ソイルコンタムはというと、すぐに消えるということはなしに、俺に向かって褒め称えるようにその前足をを叩き、ねぎらうような言葉をかけてきた。
「ひとまず、アクアコンタムの計画を退けたポルカにはおめでとうを言っておくザマス」
お前に言われても嬉しくはないがな。ただ、アクアコンタムを止めてくれたことはありがとう。
「礼には及ばないザマス。あの根暗人魚の鼻をあかせただけでも、楽しめたザマスからねえ、ブヒヒ」
そうかい。こっちは色々と大変だった……てか、よく考えたらそもそもお前らがいなければ今回の大災害も何も起こらなかったじゃねえか! うっかりお礼とか言っちゃったけど、文句の1つや2つじゃ収まらねえぞ!
「そうは言ってもザマスねえ。これが厄神の仕事みたいなもんザマス。アクアコンタムはちょっとやり過ぎザマスが、悪食ピグ計画が失敗していることを考えるとプラマイゼロってとこザマス」
……なんかもう、色々と諦めの境地に達してきたよ。今後も似たような計画は続くってことか?

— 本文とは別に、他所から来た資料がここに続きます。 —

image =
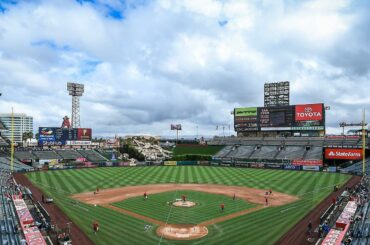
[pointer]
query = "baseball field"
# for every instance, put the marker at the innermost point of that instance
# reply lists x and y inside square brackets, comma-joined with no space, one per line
[125,217]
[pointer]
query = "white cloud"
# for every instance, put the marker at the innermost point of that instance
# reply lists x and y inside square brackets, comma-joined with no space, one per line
[179,61]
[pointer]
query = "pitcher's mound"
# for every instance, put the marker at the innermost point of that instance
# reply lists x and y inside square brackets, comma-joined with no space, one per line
[186,204]
[182,232]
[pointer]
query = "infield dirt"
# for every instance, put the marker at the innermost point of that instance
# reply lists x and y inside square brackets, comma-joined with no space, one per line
[184,232]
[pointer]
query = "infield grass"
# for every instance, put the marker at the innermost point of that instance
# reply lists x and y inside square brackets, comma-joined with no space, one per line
[207,206]
[265,226]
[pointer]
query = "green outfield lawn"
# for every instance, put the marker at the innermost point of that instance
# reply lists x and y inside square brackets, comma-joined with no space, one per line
[265,226]
[207,208]
[196,150]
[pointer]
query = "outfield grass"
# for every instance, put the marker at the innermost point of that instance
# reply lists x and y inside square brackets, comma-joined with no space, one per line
[261,227]
[196,150]
[207,208]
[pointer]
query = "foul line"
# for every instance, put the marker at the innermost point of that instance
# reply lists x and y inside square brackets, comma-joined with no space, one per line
[168,217]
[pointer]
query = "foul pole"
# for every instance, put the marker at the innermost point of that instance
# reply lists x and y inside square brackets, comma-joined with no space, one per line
[12,145]
[363,144]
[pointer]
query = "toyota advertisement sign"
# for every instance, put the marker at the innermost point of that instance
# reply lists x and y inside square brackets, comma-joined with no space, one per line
[309,112]
[343,154]
[49,136]
[306,117]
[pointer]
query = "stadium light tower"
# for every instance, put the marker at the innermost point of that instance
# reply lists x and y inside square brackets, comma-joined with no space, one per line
[75,90]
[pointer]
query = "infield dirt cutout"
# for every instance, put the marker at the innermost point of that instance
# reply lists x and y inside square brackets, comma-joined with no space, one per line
[182,231]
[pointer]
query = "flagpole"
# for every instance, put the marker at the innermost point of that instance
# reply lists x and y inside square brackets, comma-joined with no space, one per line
[363,143]
[12,144]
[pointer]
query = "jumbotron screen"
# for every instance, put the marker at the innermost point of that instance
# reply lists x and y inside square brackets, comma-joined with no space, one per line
[60,136]
[308,117]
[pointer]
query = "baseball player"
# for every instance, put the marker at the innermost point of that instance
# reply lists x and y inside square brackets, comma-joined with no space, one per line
[95,226]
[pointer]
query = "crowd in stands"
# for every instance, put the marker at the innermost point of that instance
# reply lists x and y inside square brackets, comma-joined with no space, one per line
[8,220]
[358,232]
[279,152]
[356,168]
[348,142]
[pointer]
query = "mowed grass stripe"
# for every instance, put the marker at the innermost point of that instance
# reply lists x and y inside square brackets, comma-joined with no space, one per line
[247,231]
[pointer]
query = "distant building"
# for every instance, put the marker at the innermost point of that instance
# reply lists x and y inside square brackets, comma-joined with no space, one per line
[22,124]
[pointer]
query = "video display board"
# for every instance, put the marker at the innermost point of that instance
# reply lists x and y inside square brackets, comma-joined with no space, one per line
[309,117]
[276,118]
[246,119]
[59,136]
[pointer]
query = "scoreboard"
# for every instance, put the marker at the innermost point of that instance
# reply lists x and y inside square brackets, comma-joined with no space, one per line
[309,117]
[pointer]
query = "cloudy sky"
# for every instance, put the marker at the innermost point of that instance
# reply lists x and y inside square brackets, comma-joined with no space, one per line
[147,64]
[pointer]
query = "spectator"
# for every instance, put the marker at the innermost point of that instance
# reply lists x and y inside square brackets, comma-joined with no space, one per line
[309,228]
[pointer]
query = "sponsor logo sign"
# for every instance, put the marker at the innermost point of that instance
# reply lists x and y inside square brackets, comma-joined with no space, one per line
[274,166]
[311,168]
[309,112]
[78,142]
[257,165]
[292,167]
[313,128]
[307,162]
[175,126]
[276,129]
[245,112]
[343,154]
[84,134]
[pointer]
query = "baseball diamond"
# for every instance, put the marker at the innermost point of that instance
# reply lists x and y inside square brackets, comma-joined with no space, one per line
[118,225]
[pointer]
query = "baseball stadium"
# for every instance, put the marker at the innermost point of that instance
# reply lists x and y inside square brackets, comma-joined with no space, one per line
[281,180]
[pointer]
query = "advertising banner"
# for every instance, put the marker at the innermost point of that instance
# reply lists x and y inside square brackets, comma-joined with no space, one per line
[257,165]
[273,166]
[56,136]
[310,128]
[292,167]
[33,236]
[311,168]
[342,137]
[75,142]
[335,237]
[246,119]
[83,134]
[176,127]
[309,112]
[307,162]
[347,215]
[343,154]
[245,112]
[272,118]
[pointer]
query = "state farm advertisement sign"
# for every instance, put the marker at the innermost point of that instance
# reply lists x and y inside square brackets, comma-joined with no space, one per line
[309,112]
[344,154]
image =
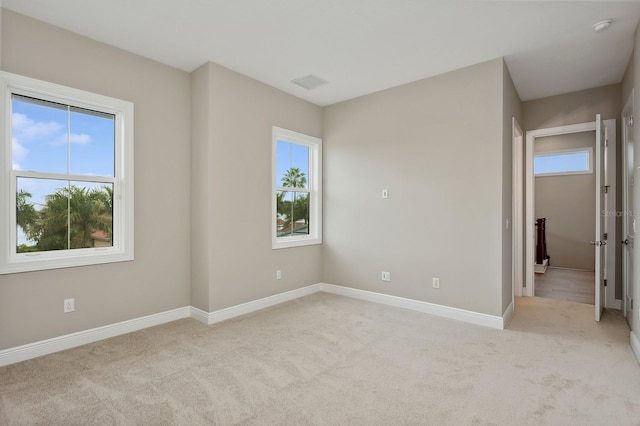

「このままだとそうなるザマスね。でもポルカには期待しているザマスよ。私達の計画をどこまで潰せるか、どれだけ人間を守れるか。その能力を見せてもらうザマス」
人間を殺そうとしていながら、その一方で俺に止めてもらいたがっている。
俺にはソイルコンタムが何をしたいのかさっぱりわからないんだが……どうせ聞いても教えてくれないんだろうな。
あ、そうだ。別の質問してもいいかい。災害が起きる前に、アクアコンタムはお前のことを『異世界のロボット掃除機を使って邪魔している』と言っていたよな。
ズバリ聞かせてもらいたい。俺をこの世界に呼び出したのって、ソイルコンタム、お前なのか?
「ブヒッ、1割ぐらいは正解ザマスかね。ポルカをこの世界に生み出したのは、私の知り合いの厄神ザマスよ」
期待せずに聞いたことだったが、意外な答えが返ってきたことで、俺の精神は再び集中力を取り戻す。
どうしても知りたくなってしまった俺のルーツ。それをこのソイルコンタムが握っているようだ。
こうなったらもうとことんまで聞き出してしまおう。俺はなぜこの世界にいるのか、なんでロボット掃除機なのかを。